In the Whitepaper, we also highlight the performance of two varieties of the sparse model. The first, termed sparse-dense, is focused on weight sparsity and ignores the potential benefits of sparse activations. The second, termed sparse-sparse, leverages both weight sparsity and activation sparsity. The rationale for developing both varieties was two-fold. Firstly, to showcase the relative performance contributions of the different forms of sparsity. Secondly, deriving performance benefits from activation sparsity is significantly less commonplace than leveraging weight sparsity: while the location of the non-zero weights might be random, the locations are nevertheless fixed once training is completed, while the location of the non-zero activations is input dependent and is fluid during inference.

The sparse CNN networks have an overall weight sparsity of around 95%, although the per-layer sparsity varies significantly for accuracy considerations.
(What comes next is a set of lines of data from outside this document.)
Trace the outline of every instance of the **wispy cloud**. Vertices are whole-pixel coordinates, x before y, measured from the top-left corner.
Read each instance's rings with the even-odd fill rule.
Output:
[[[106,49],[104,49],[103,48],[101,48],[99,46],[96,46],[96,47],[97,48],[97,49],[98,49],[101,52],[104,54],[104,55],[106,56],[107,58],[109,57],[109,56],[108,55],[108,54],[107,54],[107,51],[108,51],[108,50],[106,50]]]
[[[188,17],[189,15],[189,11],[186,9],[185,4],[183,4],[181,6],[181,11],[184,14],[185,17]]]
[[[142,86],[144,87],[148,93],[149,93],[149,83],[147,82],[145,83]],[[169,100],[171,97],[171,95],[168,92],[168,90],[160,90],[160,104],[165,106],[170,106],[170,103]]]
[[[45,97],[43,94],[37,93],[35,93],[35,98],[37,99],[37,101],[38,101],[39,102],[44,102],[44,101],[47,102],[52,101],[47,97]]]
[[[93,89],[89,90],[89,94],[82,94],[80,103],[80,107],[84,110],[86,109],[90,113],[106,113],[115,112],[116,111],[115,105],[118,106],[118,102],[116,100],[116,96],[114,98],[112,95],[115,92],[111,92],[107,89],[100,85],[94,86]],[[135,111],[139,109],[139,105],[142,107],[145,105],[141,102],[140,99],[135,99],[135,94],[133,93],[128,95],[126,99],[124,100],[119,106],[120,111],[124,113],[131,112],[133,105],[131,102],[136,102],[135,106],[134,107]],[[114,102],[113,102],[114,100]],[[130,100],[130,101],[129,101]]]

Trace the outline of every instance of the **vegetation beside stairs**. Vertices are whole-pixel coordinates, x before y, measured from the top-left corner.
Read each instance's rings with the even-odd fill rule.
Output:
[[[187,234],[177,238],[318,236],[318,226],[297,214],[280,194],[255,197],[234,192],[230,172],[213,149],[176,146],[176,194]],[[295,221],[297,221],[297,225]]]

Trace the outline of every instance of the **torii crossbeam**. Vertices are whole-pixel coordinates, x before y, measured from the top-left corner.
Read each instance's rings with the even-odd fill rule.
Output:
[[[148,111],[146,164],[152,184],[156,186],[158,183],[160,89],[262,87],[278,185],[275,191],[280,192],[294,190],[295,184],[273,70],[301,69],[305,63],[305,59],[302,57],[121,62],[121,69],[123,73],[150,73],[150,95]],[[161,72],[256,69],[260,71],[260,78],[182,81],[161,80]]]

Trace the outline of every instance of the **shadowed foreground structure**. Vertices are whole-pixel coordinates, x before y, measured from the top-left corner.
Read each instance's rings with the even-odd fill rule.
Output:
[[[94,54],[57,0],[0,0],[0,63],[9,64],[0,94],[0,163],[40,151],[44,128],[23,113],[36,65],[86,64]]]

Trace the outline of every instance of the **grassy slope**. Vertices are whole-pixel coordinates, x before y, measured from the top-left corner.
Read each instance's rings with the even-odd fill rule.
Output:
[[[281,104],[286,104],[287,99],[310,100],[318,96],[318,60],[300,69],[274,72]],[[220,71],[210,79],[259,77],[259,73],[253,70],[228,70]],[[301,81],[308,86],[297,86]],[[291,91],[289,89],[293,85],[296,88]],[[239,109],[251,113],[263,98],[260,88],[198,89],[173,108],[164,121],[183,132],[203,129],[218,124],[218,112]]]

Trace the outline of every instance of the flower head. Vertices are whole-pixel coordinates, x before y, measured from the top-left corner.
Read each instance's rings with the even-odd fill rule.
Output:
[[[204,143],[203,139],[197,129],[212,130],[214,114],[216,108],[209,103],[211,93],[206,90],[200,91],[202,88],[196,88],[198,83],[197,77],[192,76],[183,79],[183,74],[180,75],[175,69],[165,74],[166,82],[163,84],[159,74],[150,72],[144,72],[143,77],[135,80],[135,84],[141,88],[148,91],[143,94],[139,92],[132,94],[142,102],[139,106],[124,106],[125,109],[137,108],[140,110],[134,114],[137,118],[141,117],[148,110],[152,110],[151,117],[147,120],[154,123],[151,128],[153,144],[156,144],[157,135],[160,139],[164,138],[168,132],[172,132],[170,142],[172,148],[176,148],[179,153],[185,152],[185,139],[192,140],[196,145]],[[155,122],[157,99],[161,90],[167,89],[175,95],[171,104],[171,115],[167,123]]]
Activation sparsity is around 90%. The sparse implementations of the CNN are found to not only outperform their dense counterparts by a significant margin, but also leverage significantly fewer FPGA resources. The reduced resource utilization allows additional copies of the network to be accommodated on the FPGA, and processing is load-balanced across the individual copies.

For the data center FPGA card, we found that the standard industry tools could place 4 copies of the dense network on the FPGA, for a combined inference performance of 12K samples per second. In contrast, for the sparse-dense network, the FPGA could accommodate 24 copies delivering a combined inference performance of 689K samples per second. This represents a 56X improvement in inference performance by leveraging weight sparsity! For the sparse-sparse network, the FPGA could accommodate 20 copies of the network, with a combined inference performance of 1.3M samples per second. This represents a 112X improvement compared with the dense network baseline, and a 2X improvement over the sparse-dense implementation!

Reducing Power Consumption

In addition to the impressive performance improvements, the sparse implementations also deliver a corresponding reduction in power consumption; leveraging the same FPGA resources and consuming the same power as the dense baseline, they use this same power budget to perform two orders of magnitude more inference operations.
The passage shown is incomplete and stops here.